Introduction
Louvain helped us explore the fraud network. But for formal community assignment, we need algorithms that are deterministic, explainable, and give us precise control.
Two algorithms
This lesson covers two foundational algorithms:
-
Degree Centrality — Counts connections
-
Weakly Connected Components (WCC) — Finds connected groups
We’ll practice on the Movies graph first, then apply what we learn to fraud detection.
What You’ll Learn
By the end of this lesson, you’ll be able to:
-
Calculate degree centrality with different orientations and weights
-
Explain the Union-Find algorithm underlying WCC
-
Configure WCC with thresholds, seeding, and performance optimizations
-
Choose between Louvain and WCC based on your requirements
Part 1: Degree Centrality
Degree centrality counts how many relationships a node has.
By default, it counts outgoing relationships. A node with 5 outgoing connections has degree 5.
This is the simplest centrality measure—no iteration, no convergence, just counting. But simple doesn’t mean useless.
Project Movies and Actors
Let’s practice degree centrality on the Movies dataset:
MATCH (source:Actor)-[r:ACTED_IN]->(target:Movie)
RETURN gds.graph.project(
'actors-movies',
source,
target
)This creates a bipartite graph: Actor nodes connected to Movie nodes. We’ll use this to explore degree centrality before applying it to fraud.
Run Degree Centrality
Count how many movies each actor has appeared in:
CALL gds.degree.stream('actors-movies', {}) // (1)
YIELD nodeId, score
WITH gds.util.asNode(nodeId) AS node, score // (2)
WHERE node:Actor
RETURN node.name AS actor, score AS movieCount
ORDER BY movieCount DESC
LIMIT 15-
Streams degree results without writing to the database — useful for exploration before committing
-
gds.util.asNode()converts internal GDS node IDs back to actual graph nodes so we can access properties likename
Examine results
This query should return a table that looks something like this:
| actor | movieCount |
|---|---|
Gérard Depardieu |
125 |
Eric Roberts |
120 |
John Wayne |
116 |
Christopher Lee |
115 |
John Carradine |
112 |
Samuel L. Jackson |
103 |
Michael Caine |
101 |
Nicolas Cage |
100 |
Bruce Willis |
99 |
Robert De Niro |
97 |
… |
… |
This shows the most prolific actors.
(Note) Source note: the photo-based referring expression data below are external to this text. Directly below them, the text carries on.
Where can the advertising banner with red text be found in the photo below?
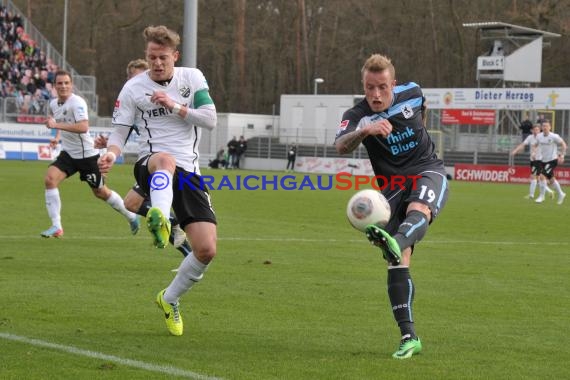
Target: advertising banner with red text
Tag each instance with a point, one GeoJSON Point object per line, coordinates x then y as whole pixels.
{"type": "Point", "coordinates": [468, 117]}
{"type": "Point", "coordinates": [503, 173]}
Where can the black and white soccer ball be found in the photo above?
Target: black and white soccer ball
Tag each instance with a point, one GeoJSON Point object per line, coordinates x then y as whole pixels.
{"type": "Point", "coordinates": [368, 207]}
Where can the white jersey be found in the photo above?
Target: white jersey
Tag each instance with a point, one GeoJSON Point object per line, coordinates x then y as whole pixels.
{"type": "Point", "coordinates": [160, 129]}
{"type": "Point", "coordinates": [548, 146]}
{"type": "Point", "coordinates": [72, 111]}
{"type": "Point", "coordinates": [531, 141]}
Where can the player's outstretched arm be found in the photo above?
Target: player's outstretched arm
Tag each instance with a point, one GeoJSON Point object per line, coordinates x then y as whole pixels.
{"type": "Point", "coordinates": [350, 141]}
The degree score equals the number of movies they’ve appeared in.
Orientation Options
You can control in which direction the algorithm should run using orientation:
| Orientation | Counts | Use Case |
|---|---|---|
|
Outgoing relationships |
How many movies has this actor been in? |
|
Incoming relationships |
How many actors are in this movie? |
|
Forward and back |
Both of the above at once |
Counting Incoming Relationships
Use REVERSE to count incoming relationships—how many actors are in each movie:
CALL gds.degree.stream('actors-movies', {
orientation: 'REVERSE' // (1)
})
YIELD nodeId, score
WITH gds.util.asNode(nodeId) AS node, score
WHERE node:Movie // (2)
RETURN node.title AS movie, score AS castSize
ORDER BY castSize DESC
LIMIT 15-
REVERSEcounts incoming relationships instead of outgoing — for the Actor→Movie projection, this counts how many actors point to each movie -
Filters to Movie nodes only since Actor nodes will have a reverse degree of 0
Note here that the movies in the underlying dataset have a max cast number of 10.
Write Degree to Nodes
Write degree values back to the database for later use:
CALL gds.degree.write('actors-movies', {
writeProperty: 'movieCount'
})
YIELD nodePropertiesWritten
RETURN nodePropertiesWrittenVerify the Written Property
Check that the degree property was written:
MATCH (a:Actor)
WHERE a.movieCount IS NOT NULL
RETURN a.name AS actor, a.movieCount AS numMovies
ORDER BY numMovies DESC
LIMIT 10Clean Up Actors-Movies Projection
CALL gds.graph.drop('actors-movies')Part 2: Weakly Connected Components
Weakly Connected Components groups nodes by connectivity.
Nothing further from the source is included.